While the Department of Housing and Urban Development (HUD) has tightened lending criteria for reverse mortgages, the new standards are designed to reduce defaults — which at one time represented about 10% of outstanding reverse mortgage loans, the AARP writes in a recent article.
The changes, which stem from the Financial Assessment that took effect April 27, “require that lenders determine whether would-be borrowers have enough income to keep up with property taxes and homeowner’s insurance so they don’t default on the loan and, possibly, lose their home,” AARP writes.
Maintaining ongoing property charges, such as taxes and insurance, has been a problem for some borrowers in the past.
According to Lori Trawinski, director of banking and finance at the AARP Public Policy Institute, about one in 10 outstanding loans were in technical default in 2012 because borrowers couldn’t keep up with those bills.

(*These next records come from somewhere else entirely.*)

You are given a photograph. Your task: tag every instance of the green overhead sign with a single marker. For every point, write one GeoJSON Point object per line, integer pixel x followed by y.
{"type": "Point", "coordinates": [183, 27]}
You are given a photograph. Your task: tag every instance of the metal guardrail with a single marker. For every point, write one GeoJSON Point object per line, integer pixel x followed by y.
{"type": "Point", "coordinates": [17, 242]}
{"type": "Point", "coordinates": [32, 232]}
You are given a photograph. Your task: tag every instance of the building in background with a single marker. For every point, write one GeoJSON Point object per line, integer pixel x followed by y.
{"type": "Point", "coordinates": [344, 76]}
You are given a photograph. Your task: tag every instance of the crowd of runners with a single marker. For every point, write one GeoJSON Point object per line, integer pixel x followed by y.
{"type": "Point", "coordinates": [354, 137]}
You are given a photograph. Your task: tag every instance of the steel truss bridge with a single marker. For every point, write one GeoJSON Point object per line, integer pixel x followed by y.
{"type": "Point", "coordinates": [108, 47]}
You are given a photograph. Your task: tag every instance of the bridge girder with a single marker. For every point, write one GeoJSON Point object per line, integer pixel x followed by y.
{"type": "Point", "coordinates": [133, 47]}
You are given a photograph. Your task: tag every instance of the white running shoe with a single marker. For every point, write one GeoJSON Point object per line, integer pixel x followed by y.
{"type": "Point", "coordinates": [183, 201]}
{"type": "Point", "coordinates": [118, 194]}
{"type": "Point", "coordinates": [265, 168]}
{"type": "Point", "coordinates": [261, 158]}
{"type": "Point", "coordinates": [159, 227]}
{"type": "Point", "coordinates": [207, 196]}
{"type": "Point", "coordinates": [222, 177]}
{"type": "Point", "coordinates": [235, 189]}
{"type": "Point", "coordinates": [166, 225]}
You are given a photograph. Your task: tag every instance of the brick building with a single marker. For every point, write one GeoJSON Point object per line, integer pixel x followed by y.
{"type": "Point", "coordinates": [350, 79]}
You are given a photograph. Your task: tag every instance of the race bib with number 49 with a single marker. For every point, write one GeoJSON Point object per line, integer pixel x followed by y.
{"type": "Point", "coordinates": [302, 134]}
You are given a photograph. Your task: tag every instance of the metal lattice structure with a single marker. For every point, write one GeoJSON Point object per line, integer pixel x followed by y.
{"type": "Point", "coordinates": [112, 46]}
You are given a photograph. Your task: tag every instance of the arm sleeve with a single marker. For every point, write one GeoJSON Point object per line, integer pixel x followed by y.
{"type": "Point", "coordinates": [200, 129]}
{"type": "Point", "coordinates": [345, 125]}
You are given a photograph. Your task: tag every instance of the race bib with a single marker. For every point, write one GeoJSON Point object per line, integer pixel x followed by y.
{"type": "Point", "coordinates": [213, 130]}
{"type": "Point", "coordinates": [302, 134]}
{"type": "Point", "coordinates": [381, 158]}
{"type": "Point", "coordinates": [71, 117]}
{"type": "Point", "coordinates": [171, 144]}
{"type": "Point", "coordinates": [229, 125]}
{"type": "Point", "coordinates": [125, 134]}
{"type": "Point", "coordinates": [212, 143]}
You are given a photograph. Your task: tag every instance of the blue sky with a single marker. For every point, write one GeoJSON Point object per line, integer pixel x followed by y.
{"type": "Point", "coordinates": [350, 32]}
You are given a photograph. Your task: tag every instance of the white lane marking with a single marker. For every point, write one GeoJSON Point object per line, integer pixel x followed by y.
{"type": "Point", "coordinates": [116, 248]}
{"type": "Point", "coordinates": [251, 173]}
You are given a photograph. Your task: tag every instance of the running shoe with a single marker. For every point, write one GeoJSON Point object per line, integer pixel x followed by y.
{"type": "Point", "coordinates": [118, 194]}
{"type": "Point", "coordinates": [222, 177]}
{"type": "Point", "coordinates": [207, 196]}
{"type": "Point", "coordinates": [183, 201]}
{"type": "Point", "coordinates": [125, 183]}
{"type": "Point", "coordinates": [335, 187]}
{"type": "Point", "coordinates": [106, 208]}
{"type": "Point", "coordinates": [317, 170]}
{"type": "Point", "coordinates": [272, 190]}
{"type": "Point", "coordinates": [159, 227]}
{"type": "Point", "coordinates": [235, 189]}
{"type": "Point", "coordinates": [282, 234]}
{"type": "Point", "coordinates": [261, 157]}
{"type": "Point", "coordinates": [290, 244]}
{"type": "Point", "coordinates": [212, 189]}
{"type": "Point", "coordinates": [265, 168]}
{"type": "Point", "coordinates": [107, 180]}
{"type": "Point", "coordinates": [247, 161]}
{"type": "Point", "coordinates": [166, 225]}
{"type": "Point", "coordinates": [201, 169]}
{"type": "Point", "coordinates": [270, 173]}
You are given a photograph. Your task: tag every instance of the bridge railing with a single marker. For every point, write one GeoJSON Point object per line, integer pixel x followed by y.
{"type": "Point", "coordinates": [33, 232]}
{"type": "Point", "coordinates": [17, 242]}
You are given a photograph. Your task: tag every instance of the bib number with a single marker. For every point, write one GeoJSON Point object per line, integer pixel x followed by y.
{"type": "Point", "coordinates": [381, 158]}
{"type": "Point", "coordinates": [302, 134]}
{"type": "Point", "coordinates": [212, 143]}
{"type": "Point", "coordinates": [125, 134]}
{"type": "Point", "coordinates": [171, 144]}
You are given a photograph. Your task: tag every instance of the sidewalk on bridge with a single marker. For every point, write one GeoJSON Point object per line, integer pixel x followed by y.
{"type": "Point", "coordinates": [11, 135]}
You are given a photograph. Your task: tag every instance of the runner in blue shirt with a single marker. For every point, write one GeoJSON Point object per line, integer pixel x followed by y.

“The new lending standards are designed to reduce defaults,” the article notes. “Lenders will be required to look at credit reports, assets, income and the borrower’s history of paying taxes and homeowner’s insurance.”
While the changes will make it more difficult for people who are struggling with income flow to meet the criteria, Trawinski says, a borrower could still qualify by having the lender set aside some of the loan’s proceeds to cover property charges down the road.
Prospective borrowers in high-tax states, however, will need to determine whether a set-aside will still make a reverse mortgage worthwhile.
“We think reverse mortgages can be a useful tool for some people,” Trawinski says. “That’s where it becomes difficult. Everybody is in a different financial circumstance.”